Warsh Holds His First Fed Meeting as Markets Sit Near Records

The new Federal Reserve chair is expected to hold rates steady, but a shift toward higher rate projections is changing expectations for the year.

Warsh Holds His First Fed Meeting as Markets Sit Near Records

Kevin Warsh, who took the oath on May 22 as the 17th chair of the Federal Reserve, will deliver his first interest-rate decision on Wednesday afternoon in Washington. Money markets put the probability of no change near 97 percent, which would leave the federal funds target range at 3.50 to 3.75 percent. Attention will therefore center on the updated projections and on Warsh's first press conference.

What investors are studying is the gap between a market that expects rate cuts and a central bank that may not deliver them. Analysts expect the committee to drop its preference for lowering rates and adopt a neutral position, and at least three of the twelve voting members may now project rate increases this year. The Israeli market service Globes reported that the Dow Jones Industrial Average set another closing record, that Tel Aviv's TA-35 index fell about 1 percent, and that large banks reduced their forecasts ahead of the meeting.

A sound-money analysis treats the tension as structural. Years of credit expansion left equity valuations near records even as the policy rate sits well above its levels in the 2010s, and Warsh has long argued for a smaller balance sheet and stricter control of inflation. Demand for hard assets points to the same concern.

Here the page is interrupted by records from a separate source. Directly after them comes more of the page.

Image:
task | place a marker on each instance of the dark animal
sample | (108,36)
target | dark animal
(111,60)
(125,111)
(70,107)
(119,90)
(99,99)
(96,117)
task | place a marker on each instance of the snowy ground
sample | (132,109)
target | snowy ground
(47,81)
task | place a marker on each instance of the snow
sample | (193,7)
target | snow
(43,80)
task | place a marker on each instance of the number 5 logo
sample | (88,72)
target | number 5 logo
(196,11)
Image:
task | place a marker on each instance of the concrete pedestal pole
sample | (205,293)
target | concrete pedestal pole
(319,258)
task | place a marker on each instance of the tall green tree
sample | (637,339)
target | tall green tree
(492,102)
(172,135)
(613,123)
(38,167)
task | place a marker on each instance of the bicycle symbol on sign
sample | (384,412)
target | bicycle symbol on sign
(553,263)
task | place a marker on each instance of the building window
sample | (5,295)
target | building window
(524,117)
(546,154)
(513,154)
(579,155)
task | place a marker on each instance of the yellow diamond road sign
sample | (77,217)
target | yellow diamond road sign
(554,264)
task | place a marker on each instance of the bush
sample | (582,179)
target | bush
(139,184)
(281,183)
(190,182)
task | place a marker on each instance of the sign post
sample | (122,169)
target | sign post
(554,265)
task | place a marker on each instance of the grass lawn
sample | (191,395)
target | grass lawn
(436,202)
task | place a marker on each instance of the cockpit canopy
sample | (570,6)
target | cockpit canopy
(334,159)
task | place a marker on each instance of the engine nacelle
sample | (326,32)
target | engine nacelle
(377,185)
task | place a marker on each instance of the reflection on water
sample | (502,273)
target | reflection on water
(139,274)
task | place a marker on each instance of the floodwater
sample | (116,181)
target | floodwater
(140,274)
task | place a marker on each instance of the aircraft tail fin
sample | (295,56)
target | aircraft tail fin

Gold trades around 4,336 dollars an ounce, below its January peak near 5,589 dollars but still high compared with earlier years, and the World Gold Council found that 45 percent of central banks plan to add to reserves over the next year.

What this means

A first meeting establishes a chair's priorities. If Warsh confirms a move away from rate cuts while equities sit near records, the resulting reassessment of risk could be the dominant influence on markets this summer. Continued central-bank gold buying suggests large official holders are already protecting themselves against a weaker dollar.

What to watch

  • The post-meeting rate projections (the dot plot) and how many officials project increases
  • Warsh's language on the balance sheet and inflation in his first press conference
  • Whether gold holds above 4,000 dollars as real rates stay elevated

Observations to monitor, not financial advice.